Indicators Mentioned or Implied

  1. Indicator 10.c.1: Remittance costs as a proportion of the amount remitted.

    • The article explicitly mentions a potential “1% tax on remittances.” This figure is a direct measure of the transaction cost, which is the core of this indicator.
  2. Indicator (related to SDG 8 & 10): Total amount of remittances (in United States dollars) as a proportion of total GDP.

    • The article provides precise data for this indicator. It states remittances account for “nearly 4% of its gross domestic product” in Mexico, “more than 25% of GDP in Nicaragua and Honduras, 23.5% in El Salvador, and 19.5% in Guatemala.” It also gives absolute values, such as the “$64.7 billion in remittances” received by Mexico in 2024.
  3. Indicator (related to SDG 8): Annual growth rate of remittances.

    • The article implies this indicator by tracking the change in remittance flows over time. It reports a drop of “more than 15% year-on-year” and an almost “6% since the beginning of the year.” It also notes that this “marks a reversal after 11 consecutive years of growth,” clearly measuring the rate of change.

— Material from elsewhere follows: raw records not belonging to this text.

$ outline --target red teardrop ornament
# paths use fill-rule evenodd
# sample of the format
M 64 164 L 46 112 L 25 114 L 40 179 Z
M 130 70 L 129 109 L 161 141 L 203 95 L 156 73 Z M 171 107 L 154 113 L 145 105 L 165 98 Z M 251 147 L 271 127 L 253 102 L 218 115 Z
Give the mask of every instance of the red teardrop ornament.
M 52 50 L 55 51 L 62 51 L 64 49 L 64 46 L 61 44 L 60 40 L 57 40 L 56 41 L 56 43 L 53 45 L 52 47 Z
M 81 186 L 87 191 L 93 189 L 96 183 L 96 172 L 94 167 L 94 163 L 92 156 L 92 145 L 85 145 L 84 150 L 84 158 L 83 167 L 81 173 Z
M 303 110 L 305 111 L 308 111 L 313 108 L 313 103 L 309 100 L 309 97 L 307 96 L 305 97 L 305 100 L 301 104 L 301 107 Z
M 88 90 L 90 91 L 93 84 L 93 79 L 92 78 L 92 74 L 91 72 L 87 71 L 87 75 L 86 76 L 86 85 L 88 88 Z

SDGs, Targets, and Indicators Analysis

SDGs Targets Indicators
SDG 10: Reduced Inequalities Target 10.c: Reduce to less than 3 per cent the transaction costs of migrant remittances. Indicator 10.c.1: Remittance costs as a proportion of the amount remitted. The article mentions a proposed “1% tax on remittances.”
SDG 8: Decent Work and Economic Growth Target 8.1: Sustain per capita economic growth in accordance with national circumstances. Indicator: Total amount of remittances as a proportion of total GDP. The article states this is “nearly 4%” for Mexico and “more than 25%” for Nicaragua and Honduras.
SDG 10: Reduced Inequalities Target 10.7: Facilitate orderly, safe, regular and responsible migration and mobility of people. Indicator: The article implies an indicator related to migrant security by citing “U.S. migrants’ fear of going out to work and sending their remittances, for fear of being deported” as a cause for the decline in remittances.
SDG 1: No Poverty (Implied) Target 1.2: By 2030, reduce at least by half the proportion of men, women and children of all ages living in poverty. Indicator: The article describes remittances as a “vital economic lifeline” used to “support family,” implying their role in poverty reduction, which is measured by national poverty lines.